Here are some pictures, but they really don't do it justice. I don't know how to offer you the physical sensation in your body of wanting to fly, or to be absorbed into rock, or to hurl yourself over the edge of a cliff, just to notice how it will go.
Senses are powerful tools, and sensations are powerful experiences. I am the person who gets tired and then irritated when I don't eat on time. I cannot abide the texture of water chestnuts in my mouth. Whenever I hear "Let's Hear It for the Boy", I stop what I'm doing and sing along every word. Carmen, by Georges Bizet gives me goosebumps.

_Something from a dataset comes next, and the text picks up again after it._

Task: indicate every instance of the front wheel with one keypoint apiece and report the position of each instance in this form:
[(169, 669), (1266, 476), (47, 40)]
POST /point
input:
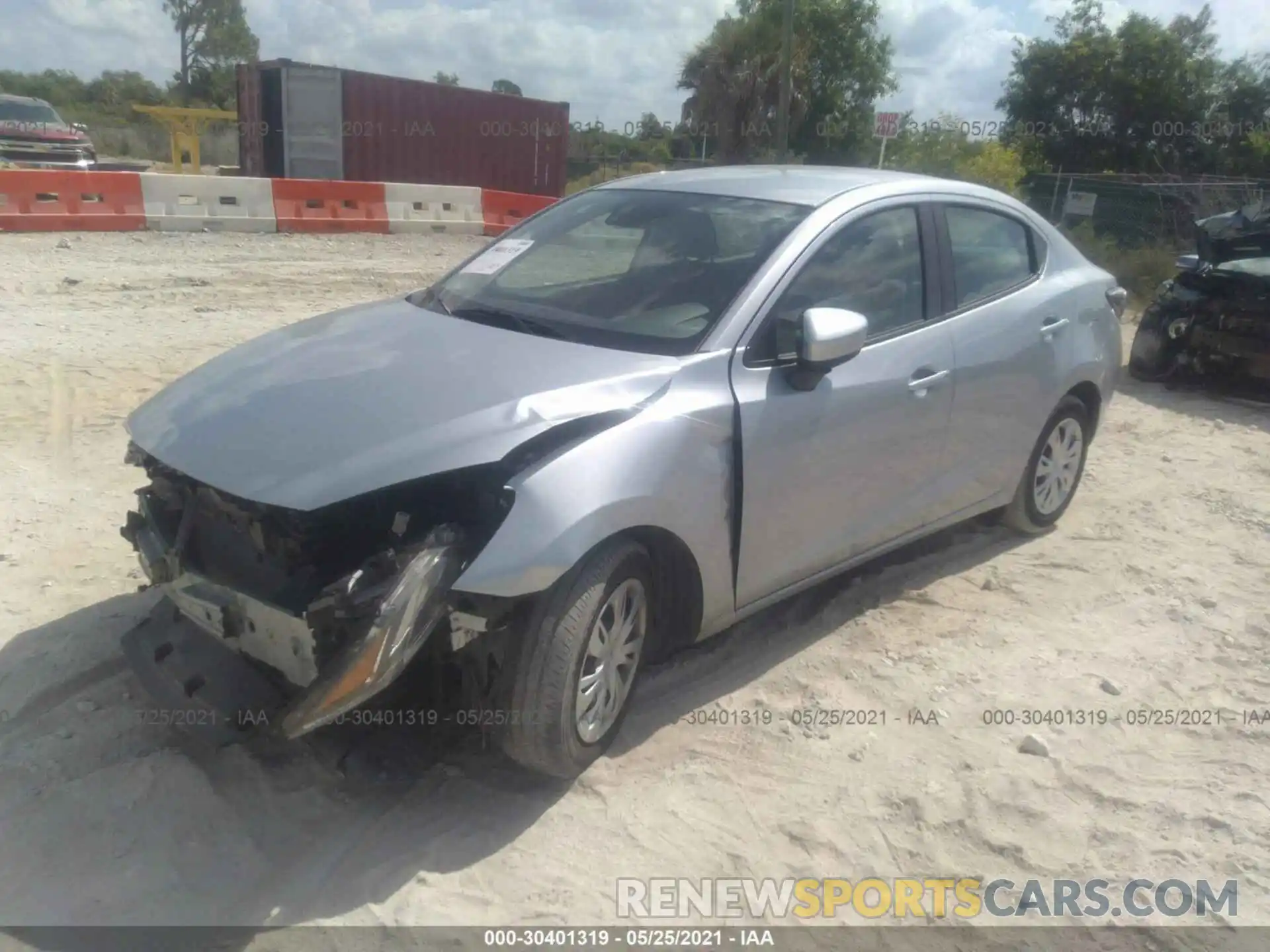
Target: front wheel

Also, I can absolutely remember the tightness in my chest and behind my eyes when my parent would shout at me, and the icy fear that gripped my lungs when they closed the casket on my granddad and I wanted to shout that they should leave it open, otherwise he wouldn't be able to breathe in there.
Sensation is a big deal, and often it rules us: our hunger, our lust, our disgust or fear. It drives us to respond to stimuli that may or may not be truly present. How often are we, on a given day or week, flooded with a sensation and responding to a sensation that may not be real? How often do we snap at a colleague or family member, or at a perfect stranger, because they've jumped on our hair trigger? Or maybe we spend our lives in a perpetual state of avoidance, defensiveness, reactivity.

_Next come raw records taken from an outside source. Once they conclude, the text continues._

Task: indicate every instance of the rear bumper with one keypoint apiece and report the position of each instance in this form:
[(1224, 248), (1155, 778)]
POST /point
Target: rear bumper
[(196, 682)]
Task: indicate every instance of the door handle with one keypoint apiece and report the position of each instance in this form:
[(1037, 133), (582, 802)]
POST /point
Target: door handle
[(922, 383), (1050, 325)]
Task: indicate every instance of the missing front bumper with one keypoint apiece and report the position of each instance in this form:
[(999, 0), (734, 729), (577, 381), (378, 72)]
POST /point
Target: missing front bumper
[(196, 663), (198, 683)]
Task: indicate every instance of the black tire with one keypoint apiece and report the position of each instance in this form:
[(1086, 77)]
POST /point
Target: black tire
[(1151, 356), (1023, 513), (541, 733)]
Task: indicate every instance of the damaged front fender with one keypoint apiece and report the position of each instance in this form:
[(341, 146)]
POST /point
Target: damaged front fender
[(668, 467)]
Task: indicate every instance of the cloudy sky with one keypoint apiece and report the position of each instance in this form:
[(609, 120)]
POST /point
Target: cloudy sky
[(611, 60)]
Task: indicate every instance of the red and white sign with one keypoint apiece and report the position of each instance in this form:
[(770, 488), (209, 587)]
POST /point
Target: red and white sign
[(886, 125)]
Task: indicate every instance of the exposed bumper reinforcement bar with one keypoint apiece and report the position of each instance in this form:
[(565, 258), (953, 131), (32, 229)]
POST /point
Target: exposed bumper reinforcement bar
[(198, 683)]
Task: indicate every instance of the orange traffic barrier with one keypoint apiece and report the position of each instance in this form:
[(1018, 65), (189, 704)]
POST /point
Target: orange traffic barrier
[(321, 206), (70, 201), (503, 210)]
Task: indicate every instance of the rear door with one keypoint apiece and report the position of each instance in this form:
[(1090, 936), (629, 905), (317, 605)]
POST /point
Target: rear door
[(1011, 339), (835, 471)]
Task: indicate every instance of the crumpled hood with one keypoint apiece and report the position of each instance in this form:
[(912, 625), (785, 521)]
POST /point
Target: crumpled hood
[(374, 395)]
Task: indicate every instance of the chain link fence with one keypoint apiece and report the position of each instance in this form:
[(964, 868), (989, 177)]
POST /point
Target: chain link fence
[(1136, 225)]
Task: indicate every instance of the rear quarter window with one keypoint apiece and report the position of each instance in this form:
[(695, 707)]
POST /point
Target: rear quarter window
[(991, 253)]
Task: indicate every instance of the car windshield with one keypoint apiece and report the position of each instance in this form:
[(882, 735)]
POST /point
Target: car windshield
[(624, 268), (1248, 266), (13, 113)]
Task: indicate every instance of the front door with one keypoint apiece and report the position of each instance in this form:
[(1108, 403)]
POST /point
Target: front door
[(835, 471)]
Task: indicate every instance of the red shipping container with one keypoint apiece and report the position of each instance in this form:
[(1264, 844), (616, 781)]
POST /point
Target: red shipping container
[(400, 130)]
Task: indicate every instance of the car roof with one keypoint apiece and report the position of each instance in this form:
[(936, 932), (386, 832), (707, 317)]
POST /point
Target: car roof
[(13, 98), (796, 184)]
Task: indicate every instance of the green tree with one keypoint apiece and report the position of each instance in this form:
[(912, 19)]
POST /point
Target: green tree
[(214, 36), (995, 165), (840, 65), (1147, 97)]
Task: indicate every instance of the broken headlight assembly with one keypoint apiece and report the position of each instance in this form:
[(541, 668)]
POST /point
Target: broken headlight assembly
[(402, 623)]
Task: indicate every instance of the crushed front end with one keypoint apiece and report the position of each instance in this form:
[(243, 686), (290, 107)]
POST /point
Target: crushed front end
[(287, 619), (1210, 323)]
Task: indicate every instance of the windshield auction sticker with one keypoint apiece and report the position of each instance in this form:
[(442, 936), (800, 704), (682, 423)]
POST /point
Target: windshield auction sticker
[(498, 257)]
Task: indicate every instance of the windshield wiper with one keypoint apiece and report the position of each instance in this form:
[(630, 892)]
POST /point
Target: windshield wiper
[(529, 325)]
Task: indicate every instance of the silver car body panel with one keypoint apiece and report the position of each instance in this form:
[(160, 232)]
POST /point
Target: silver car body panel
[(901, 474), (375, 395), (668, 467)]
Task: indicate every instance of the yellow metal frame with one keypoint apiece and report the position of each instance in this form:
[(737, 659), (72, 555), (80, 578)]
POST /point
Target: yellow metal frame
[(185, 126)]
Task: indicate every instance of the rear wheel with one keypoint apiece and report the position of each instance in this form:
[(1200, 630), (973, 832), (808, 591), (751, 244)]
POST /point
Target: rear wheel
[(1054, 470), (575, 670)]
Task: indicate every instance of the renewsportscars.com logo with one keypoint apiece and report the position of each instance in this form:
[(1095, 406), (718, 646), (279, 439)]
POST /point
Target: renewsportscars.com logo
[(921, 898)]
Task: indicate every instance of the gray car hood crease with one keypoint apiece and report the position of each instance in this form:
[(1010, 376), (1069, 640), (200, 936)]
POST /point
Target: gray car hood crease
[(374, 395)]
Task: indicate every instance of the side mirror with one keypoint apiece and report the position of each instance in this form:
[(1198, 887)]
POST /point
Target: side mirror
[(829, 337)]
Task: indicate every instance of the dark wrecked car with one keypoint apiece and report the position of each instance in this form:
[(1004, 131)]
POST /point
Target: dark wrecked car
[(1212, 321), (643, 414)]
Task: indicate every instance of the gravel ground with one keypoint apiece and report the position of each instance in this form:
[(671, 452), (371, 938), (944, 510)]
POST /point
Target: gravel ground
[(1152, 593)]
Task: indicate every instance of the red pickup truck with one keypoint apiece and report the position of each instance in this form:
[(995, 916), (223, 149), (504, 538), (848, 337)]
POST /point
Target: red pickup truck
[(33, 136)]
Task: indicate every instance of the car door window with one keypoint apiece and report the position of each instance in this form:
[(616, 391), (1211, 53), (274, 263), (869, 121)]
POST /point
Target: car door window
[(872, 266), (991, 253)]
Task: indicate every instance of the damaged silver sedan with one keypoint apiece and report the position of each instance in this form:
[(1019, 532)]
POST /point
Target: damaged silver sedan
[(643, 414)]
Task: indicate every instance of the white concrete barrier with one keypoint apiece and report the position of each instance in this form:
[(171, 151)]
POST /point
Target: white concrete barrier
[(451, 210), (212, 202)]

It happens to me more often than I'd like, probably more often than I know.
One thing that I practice doing on my mat is feeling. I put myself into an unusual, or very usual, shape, and I take note of what sensations lift up and announce themselves. I try to make this process as nonverbal as possible, to keep feeling out of the thinking space, but it often drifts there anyway. There's a lot that competes for my attention, and in the way of the meditation teacher, I coax my awareness back to present sensation like a puppy learning what it is to take a walk.
There was a lot of quiet in Thira (or "Fira", the real way of naming Santorini). There was little internet and even less phone convo, and all the space gave me the chance to tune into sensations. Not that the sensations were particularly subtle. I mean, look at that water, look at that hulking mass of volcanic rock. I spent almost a week on the inner rim of a blown-up dormant volcano. The earth, the water, the sky has a different kind of pull on you in a place like that. Just ask Hawai'i.
The tricky part in all that feeling is knowing what sensation is real, what is indicative of something you should do, and what is just a sensation masquerading as a catalyst. I don't know if waking and sleeping, walking and eating, loving and arguing, if doing life on a caldera, on the edge of a broken mountain, is actually different than doing it in a flat-plain metropolis, or if it just feels different. Vacation always feels otherworldly. And yet, our bodies are still made of the same fluid and sinew, water and air and space, and unless or until we start interplanetary vay-cay, we're still on the surface of a big, blue, (rapidly overheating) rock.
I know this feels a little wandery. Just a meditation on travel, and if you've read this far, I'm grateful. Travel is so formative for me that I'll probably be thinking and writing about it for a while. I'll try to keep it fresh.